I find mereological nihilism an attractive view. All there are are simples: there’s no mereological complexity to the world. I feel no need to say as a result of this that there are no tables or chairs, provided we don’t take those claims to be perspicuously describing fundamental reality. ‘There are tables’ might be a true sentence of English; but it is being made true not by a mereologically complex object, but simply by a collection of simples arranged a certain way. (See my paper and Robbie’s paper on fundamentality.)
I’m also attracted to the view that there aren’t really any structural universals. All there are are the perfectly natural basic universals. That’s not to say that there’s no methane; it’s just to say that claims about methane will be made true not by a structured universal METHANE but, ultimately, by the pattern of instantiation of the basic (let us suppose) universals HYDROGEN and CARBON.
One type of argument you hear against views like this is that we have to believe in the complex things because there might not be the entities at the bottom level. So we have, e.g., Sider and Armstrong, arguing that we’ve got to believe in mereologically complex entities because there might be no simples, i.e. the world might be gunky. And we have, e.g., Lewis and Armstrong arguing that we’ve got to believe in structural universals because there might be no basic ones. (I’m using a bit of poetic license here: Lewis didn’t really believe in structural universals – but he thought this was the best argument to believe in them.)

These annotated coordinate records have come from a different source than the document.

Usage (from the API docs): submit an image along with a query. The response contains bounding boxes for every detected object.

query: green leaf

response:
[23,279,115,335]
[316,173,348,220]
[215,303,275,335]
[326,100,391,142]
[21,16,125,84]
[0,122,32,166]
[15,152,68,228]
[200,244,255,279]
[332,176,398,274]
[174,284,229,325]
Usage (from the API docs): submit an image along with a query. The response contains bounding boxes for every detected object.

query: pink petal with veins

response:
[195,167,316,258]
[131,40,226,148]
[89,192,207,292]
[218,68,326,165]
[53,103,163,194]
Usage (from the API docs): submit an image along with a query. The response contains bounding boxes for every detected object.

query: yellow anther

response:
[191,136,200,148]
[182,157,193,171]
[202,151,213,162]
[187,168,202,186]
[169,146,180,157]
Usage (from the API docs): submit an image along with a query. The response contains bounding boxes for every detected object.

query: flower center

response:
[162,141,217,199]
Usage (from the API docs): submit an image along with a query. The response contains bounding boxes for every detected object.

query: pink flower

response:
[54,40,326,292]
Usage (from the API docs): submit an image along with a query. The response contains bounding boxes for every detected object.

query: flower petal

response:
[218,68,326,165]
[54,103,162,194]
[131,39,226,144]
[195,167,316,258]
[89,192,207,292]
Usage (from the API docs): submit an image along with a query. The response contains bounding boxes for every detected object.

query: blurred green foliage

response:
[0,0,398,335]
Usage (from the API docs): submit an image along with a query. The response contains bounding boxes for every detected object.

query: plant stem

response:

There are two ways to read the complaint. One is to read the ‘might’s in the above as meaning metaphysical possibility, one is to read them as meaning epistemic possibility.
I find the former form of the argument unconvincing. For starters, the metaphysical possibility of gunky worlds, or worlds with infinitely descending chains of structural universals, is far from a datum. (See this paper and this paper by Robbie, which attempt to explain away the illusions of possibility in each case.) But also, even if these are genuine possibilities, I only see a reason to believe that there might have been mereological complexity and structural universals; I don’t see any reason to think that the world actually contains either kind of complex entity. The two positions I confessed my attraction to are claims about how the world actually is, not how it must have been; the possibility of infinite complexity doesn’t give me any reason to accept the actuality of infinite complexity. (See my paper on the contingency of composition.)

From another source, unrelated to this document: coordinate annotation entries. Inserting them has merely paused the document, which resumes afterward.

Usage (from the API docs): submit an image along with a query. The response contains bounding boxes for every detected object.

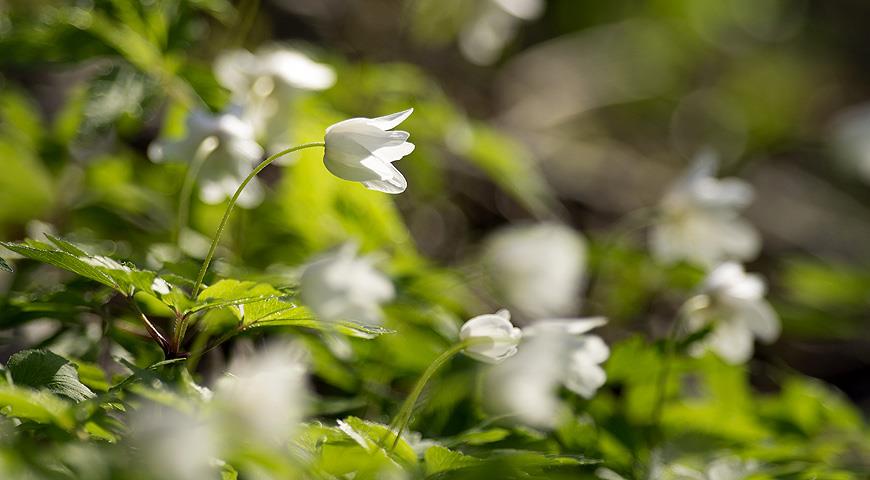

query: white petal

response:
[742,300,782,343]
[362,165,408,194]
[710,320,752,365]
[367,108,414,130]
[565,357,607,399]
[372,142,415,162]
[524,317,607,335]
[577,335,610,363]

What if the ‘might’s are read as epistemic modality? There the complaint is that we have no right to reject the existence of mereologically complex objects or structured universals because we have no guarantee that there are in fact the mereological simples, or basic universals, that there would need to be.
This is, I think, how Armstrong intends the objection (at least sometimes). As he sees it, I think, we’ve got no right just to assume that there are simples or basic universals. That would be a priori ontology, and therefore suspicious! We shouldn’t build theories on the assumption that there are the entities at the bottom level, then, and this means we have to allow that there are the complex entities.

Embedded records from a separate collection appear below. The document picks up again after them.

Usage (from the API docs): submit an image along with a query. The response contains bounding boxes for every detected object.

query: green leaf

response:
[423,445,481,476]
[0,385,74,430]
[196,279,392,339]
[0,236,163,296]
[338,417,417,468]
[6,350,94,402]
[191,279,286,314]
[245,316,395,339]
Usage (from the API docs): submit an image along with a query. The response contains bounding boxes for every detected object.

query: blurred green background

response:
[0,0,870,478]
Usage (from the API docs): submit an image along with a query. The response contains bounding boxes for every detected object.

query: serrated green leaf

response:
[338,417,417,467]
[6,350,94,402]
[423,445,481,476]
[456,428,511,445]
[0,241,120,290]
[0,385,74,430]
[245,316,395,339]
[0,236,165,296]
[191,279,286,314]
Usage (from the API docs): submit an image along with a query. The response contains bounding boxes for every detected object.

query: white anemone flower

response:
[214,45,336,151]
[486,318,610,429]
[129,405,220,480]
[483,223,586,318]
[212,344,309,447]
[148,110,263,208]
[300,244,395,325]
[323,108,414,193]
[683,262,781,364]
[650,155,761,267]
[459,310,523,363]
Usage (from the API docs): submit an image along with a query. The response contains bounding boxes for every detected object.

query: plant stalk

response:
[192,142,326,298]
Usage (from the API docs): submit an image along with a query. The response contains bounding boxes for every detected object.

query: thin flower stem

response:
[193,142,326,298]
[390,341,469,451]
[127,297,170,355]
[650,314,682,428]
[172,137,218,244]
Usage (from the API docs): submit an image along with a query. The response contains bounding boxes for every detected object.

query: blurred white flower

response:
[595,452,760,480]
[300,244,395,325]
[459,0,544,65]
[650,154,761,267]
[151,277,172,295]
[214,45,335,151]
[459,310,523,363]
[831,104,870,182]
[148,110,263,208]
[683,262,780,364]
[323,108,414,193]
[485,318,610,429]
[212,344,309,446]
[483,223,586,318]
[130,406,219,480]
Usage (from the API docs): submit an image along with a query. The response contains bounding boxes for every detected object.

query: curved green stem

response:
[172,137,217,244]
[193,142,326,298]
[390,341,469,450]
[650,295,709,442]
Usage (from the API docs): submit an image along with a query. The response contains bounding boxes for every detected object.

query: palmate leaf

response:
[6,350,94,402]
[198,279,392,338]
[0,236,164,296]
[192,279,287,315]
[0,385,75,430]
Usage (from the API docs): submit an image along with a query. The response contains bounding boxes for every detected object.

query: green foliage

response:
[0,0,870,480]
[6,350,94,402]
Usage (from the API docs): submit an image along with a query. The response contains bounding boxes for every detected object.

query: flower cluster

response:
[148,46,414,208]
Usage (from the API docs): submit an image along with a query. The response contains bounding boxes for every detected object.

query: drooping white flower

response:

I’ve heard something like that argument from quite a few people, but I don’t find it at all moving. Yes, there might not be any simples or basic universals. My theory might be wrong! There’s no a priori guarantee that there are simples or basic universals. So what? There’s no a priori guarantee that there are complex objects or structural universals either, so where’s the asymmetry? In accepting the two theories above I close off the epistemic possibility that there are no simples or basic universals, but in accepting Armstrong’s theory I close off the epistemic possibility of there being no complex objects or structural universals: why is one better than the other? Every theory closes off epistemic possibilities, unless it is a theory that tells us nothing about the world. So why is it a good objection to the above theories that their truth requires the existence of entities that we have no guarantee exist? Sure, I have no guarantee that there are simples or basic universals. It’s a hypothesis that there are; that hypothesis will then be judged just like any other: on the balance of costs and benefits.
Why might you think there was an asymmetry between reliance on the existence of the simple ontology and reliance on the existence of the complex ontology? You might think that there is an a priori guarantee of the existence of the complex ontology but not the simple ontology? Why? Well in the case of mereology, the existence of the complex objects is guaranteed by the axioms of classical mereology but the existence of simples is not. But that’s not convincing. The question then is simply: why believe in the axioms of classical mereology? They close off epistemic possibilities as well. To claim that they’re a priori looks no better to me than the claim that it’s a priori that there are simples. Assume the axioms of classical mereology and construct your theory on that basis by all means; but then I have as much right to do the same with the assumption that there are the simples – and then to the victor the spoils.
Perhaps the asymmetry is meant to be that the hypothesis that there are the complex objects is empirically sensitive in a way the hypothesis that there are the simple objects isn’t. But I can’t see any reason to think that that is true. If anything it’s the other way round: there would be no observable difference in the world were there complex objects as opposed to simples arranged a certain way, but if scientists are unable to split the lepton (or whatever) that gives us some reason to believe that leptons are mereologically simple. (I don’t really believe that, but some people do.)
So where’s the asymmetry? Any suggestions? Is the metaphysician who relies on the existence of simples doing anything worse than the metaphysician who relies on the existence of complexity?